Hey, all! Don't forget to watch _Born of Hope_ tomorrow, Dec. 1, on www.dailymotion.com or at www.bornofhope.com.

I know I will be watching!


----------



## Halasían (Jan 6, 2017)

I've watched it a few times over the years, and I think the movie is a worthy depiction of the tale.
The acting is a bit rough at times, but overall it was good entertainment.


----------



## Phuc Do (Dec 24, 2017)

What is Born of Hope? Tv series or film? I am too lazy to check it out.


----------



## CirdanLinweilin (Dec 24, 2017)

Phuc Do said:


> What is Born of Hope? Tv series or film? I am too lazy to check it out.



A Fan-Film based on Tolkien's world. It follows Aragorn's Parents, especially Arathorn, and his family and the Dúnedain.

CL


----------



## Halasían (Dec 25, 2017)

Phuc Do said:


> What is Born of Hope? Tv series or film? I am too lazy to check it out.



Wow... you ARE lazy. You could have been lazier and typed 'Born of Hope' into Google and got the answer.
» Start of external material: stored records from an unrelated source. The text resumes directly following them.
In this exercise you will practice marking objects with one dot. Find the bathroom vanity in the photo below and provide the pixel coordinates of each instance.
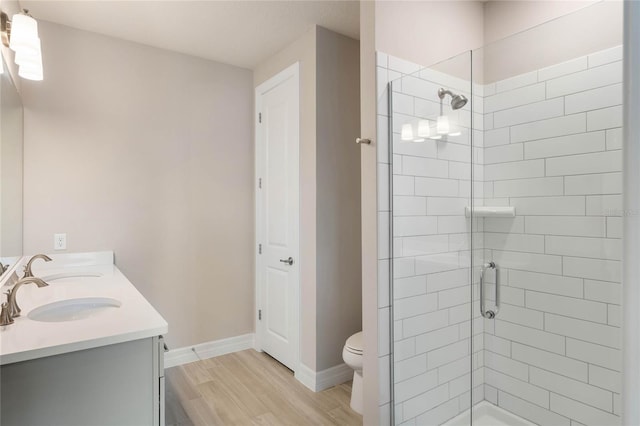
(86, 350)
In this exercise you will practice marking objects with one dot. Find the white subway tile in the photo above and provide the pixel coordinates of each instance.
(603, 291)
(563, 68)
(416, 385)
(409, 206)
(549, 206)
(614, 227)
(566, 225)
(414, 225)
(403, 185)
(514, 242)
(530, 336)
(602, 97)
(585, 80)
(440, 414)
(580, 391)
(554, 284)
(512, 98)
(530, 411)
(605, 378)
(517, 81)
(418, 166)
(507, 366)
(599, 162)
(596, 269)
(427, 149)
(504, 224)
(579, 143)
(514, 170)
(607, 118)
(447, 280)
(553, 127)
(528, 261)
(529, 187)
(605, 56)
(614, 138)
(444, 355)
(496, 344)
(595, 354)
(437, 339)
(517, 387)
(602, 183)
(583, 413)
(496, 137)
(410, 286)
(428, 244)
(454, 370)
(584, 330)
(604, 205)
(453, 224)
(436, 187)
(522, 316)
(446, 206)
(599, 248)
(421, 324)
(453, 297)
(567, 306)
(549, 361)
(529, 113)
(416, 305)
(503, 153)
(410, 368)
Guess you needed a reason to swear.


----------



## Phuc Do (Dec 31, 2017)

hehe i guess you are right I always find an excuse for swearing.


Halasían said:


> Wow... you ARE lazy. You could have been lazier and typed 'Born of Hope' into Google and got the answer. Guess you needed a reason to swear.


----------



## Halasían (Jun 23, 2018)

I will add that Born of Hope is best watched on a computer. I watched it from YouTube on my 55" UHDTV and it appeared really rough.


----------